Under the Securitisation Pilot Measures, the CBRC issued two rounds of approvals for securitisations, including the 2008 GMAC-SAIC auto loan securitisation which implied an extension by the CBRC to include non-bank financial institutions as eligible financial institutions. According to non-government statistics, during the period between April 2005 and December 2008, 11 banks and financial institutions issued ABS in the two rounds of approvals, with a total value of RMB 66.783 billion, across a range of underlying asset pools including home mortgage loans, auto loans, SME loans and non-performing loans.
However, with the U.S. sub-prime debt crisis in 2008 and the ensuing global financial crisis, the CBRC ceased issuing approvals under the Securitisation Pilot Measures, causing the burgeoning market to stall.
Although no official pronouncement has occurred, it is being reported by several Chinese media that a third round of approvals for securitisations under the Securitisation Pilot Measures will come up soon and the cap on approved ABS is reported to be RMB 50 billion. It is also reported that several Chinese banks have already commenced work on setting up securitisation programs. The media reports provide, in summary:
- Consensus has been reached between the PBOC and CBRC on the implementation of the third round of approvals, which will be granted in accordance with the Securitisation Pilot Measures.
- CBRC holds a positive view towards securitisation but requires that the eligible financial assets be of relatively good quality with stable earnings, investment risks are easily identifiable and securitisation should adopt a simple structure (rather than complicated and synthetic structures).
- Eligible financial assets will be extended to include agricultural industry loans, credit cards and local government loans.
- A broader range of banks/financial institutions are expected to be eligible to participate in the new round.
- ABS issued under the new round will (like previous rounds) be issued and traded through the domestic inter-bank bond market (i.e. with restricted access for offshore investors). However, it is expected that non-bank domestic investors, such as social security funds and insurance companies, will be encouraged to invest in the ABS , to facilitate demand and create liquidity in the secondary market.
- On-balance sheet structured financings, such as covered bonds, will be investigated by the PRC authorities.
Whilst the market is expecting an official announcement on the re-launch of securitisation in China by the PRC authorities, such media reports are encouraging. Given the present squeeze on credit and the lack of approvals to securitise financial assets for the past three years, securitisation will once again provide PRC financial institutions with an effective vehicle to offload credit and increase asset liquidity.

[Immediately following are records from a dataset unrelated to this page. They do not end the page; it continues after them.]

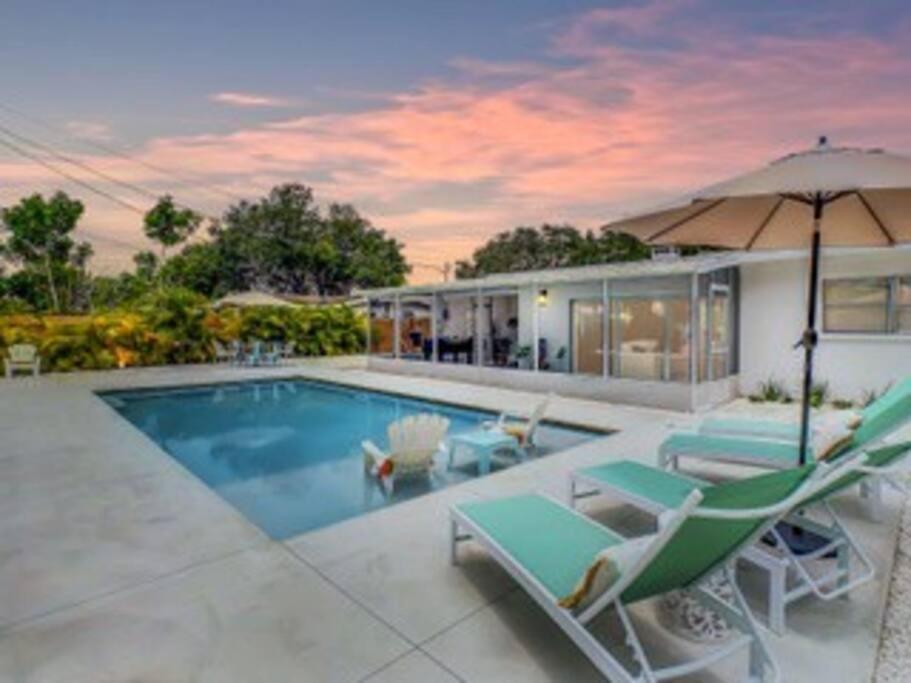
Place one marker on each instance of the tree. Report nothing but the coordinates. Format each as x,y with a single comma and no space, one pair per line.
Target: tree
39,238
284,243
198,268
550,246
169,225
146,263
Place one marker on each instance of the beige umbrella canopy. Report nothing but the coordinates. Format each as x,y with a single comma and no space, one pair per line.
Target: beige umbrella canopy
865,196
253,298
831,196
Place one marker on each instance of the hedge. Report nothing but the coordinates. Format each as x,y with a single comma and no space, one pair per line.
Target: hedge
175,327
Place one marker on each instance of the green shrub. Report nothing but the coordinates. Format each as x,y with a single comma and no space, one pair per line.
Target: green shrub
174,326
771,391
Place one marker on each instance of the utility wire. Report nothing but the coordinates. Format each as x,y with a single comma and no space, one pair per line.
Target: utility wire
73,179
89,169
110,149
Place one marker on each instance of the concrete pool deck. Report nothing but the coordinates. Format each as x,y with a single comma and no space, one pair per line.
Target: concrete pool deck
117,564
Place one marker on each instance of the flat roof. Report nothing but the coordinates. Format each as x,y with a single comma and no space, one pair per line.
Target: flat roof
700,263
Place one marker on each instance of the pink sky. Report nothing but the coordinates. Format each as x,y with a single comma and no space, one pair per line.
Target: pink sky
593,129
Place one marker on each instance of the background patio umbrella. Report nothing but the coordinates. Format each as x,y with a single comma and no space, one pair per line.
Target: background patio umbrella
252,298
829,196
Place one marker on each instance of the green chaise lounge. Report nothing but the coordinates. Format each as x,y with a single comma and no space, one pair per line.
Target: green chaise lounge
548,548
885,416
791,575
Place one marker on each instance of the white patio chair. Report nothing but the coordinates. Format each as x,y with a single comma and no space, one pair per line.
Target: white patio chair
522,429
22,358
413,441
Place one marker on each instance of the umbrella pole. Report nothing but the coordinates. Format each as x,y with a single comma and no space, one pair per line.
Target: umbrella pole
810,336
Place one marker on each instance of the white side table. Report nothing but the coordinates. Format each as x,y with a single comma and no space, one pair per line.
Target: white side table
483,443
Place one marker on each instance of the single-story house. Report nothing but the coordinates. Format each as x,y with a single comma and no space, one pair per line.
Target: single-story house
670,332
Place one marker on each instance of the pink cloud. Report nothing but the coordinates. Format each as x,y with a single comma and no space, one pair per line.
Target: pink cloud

It is hoped that the market will become more mature and effective with more securitisations, coupled with an increasing variety of underlying assets and eligible originators.

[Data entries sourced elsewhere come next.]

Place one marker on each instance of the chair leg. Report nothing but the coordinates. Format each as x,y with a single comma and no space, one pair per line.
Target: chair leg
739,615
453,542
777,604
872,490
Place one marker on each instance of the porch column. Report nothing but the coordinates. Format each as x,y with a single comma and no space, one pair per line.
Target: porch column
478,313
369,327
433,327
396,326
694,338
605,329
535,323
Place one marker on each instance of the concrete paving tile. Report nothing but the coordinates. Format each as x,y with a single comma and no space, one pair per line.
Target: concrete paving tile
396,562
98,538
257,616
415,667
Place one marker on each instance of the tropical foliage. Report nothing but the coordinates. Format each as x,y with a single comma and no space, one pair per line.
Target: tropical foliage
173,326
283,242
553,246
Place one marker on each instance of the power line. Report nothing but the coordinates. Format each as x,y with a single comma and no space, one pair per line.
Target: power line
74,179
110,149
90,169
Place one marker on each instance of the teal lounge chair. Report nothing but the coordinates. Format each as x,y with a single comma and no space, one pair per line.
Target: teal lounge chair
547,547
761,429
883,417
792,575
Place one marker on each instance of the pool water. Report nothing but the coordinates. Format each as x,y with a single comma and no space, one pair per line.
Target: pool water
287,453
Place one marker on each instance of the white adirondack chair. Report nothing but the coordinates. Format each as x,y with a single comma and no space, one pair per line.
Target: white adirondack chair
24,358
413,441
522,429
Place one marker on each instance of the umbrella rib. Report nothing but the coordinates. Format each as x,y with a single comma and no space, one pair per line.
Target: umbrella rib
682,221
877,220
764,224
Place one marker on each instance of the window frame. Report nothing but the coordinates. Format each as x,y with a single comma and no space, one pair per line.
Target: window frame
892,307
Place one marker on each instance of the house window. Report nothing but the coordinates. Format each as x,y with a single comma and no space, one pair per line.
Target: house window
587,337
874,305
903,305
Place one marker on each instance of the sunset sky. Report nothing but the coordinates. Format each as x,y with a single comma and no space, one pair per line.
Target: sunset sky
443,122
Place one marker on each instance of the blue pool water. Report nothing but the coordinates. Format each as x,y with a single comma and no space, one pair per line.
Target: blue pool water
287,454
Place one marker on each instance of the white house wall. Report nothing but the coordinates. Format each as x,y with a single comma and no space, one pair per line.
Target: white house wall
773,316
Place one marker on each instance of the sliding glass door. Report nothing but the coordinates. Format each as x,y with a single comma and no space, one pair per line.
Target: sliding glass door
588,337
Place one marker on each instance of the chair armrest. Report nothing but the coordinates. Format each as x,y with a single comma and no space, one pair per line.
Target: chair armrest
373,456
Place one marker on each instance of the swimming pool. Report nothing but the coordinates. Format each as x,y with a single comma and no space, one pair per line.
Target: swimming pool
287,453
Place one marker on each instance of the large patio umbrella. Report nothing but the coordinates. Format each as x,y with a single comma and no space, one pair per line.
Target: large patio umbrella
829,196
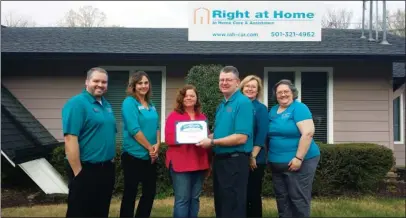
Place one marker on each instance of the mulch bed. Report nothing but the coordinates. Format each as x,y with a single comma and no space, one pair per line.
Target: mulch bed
12,197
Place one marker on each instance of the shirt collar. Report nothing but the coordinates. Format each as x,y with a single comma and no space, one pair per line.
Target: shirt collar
233,96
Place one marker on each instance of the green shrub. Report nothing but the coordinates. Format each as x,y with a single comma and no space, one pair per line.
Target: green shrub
206,80
343,169
352,168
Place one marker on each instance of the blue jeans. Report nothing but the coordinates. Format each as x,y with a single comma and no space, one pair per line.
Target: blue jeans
187,187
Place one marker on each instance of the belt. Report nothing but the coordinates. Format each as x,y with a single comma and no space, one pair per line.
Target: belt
230,155
99,164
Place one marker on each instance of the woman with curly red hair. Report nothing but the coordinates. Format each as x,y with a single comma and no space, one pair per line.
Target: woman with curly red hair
187,163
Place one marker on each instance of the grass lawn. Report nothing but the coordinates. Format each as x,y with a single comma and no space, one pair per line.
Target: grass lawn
321,207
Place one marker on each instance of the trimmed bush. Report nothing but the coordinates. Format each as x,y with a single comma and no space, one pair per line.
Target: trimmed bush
206,80
343,169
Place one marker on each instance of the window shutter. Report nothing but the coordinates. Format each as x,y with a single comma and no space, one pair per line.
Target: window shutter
396,119
273,78
117,85
314,95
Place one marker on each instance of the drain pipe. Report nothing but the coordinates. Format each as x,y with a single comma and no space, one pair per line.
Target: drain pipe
371,5
363,20
377,22
384,21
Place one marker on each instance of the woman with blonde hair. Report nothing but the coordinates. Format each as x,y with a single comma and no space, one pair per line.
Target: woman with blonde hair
293,153
251,86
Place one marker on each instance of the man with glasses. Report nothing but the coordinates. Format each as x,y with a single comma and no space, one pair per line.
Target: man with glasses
232,143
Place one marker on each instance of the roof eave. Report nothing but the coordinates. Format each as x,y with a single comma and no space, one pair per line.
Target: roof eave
205,56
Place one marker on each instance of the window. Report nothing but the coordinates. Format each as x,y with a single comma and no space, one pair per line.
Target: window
398,120
313,87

Unfortunately, there have been no media reports on reactivating the corporate asset securitisation programme by the CSRC.
Lastly, the interest in covered bonds is welcome and would provide an additional funding option for PRC financial institutions (in addition to general senior debt and, under the re-launch, securitisation) and would align China with other jurisdictions in the Asia Pacific implementing covered bond regulations (such as Korea and Australia) to provide financial institutions with access to credit markets and help reduce their reliance on government liquidity funding programs.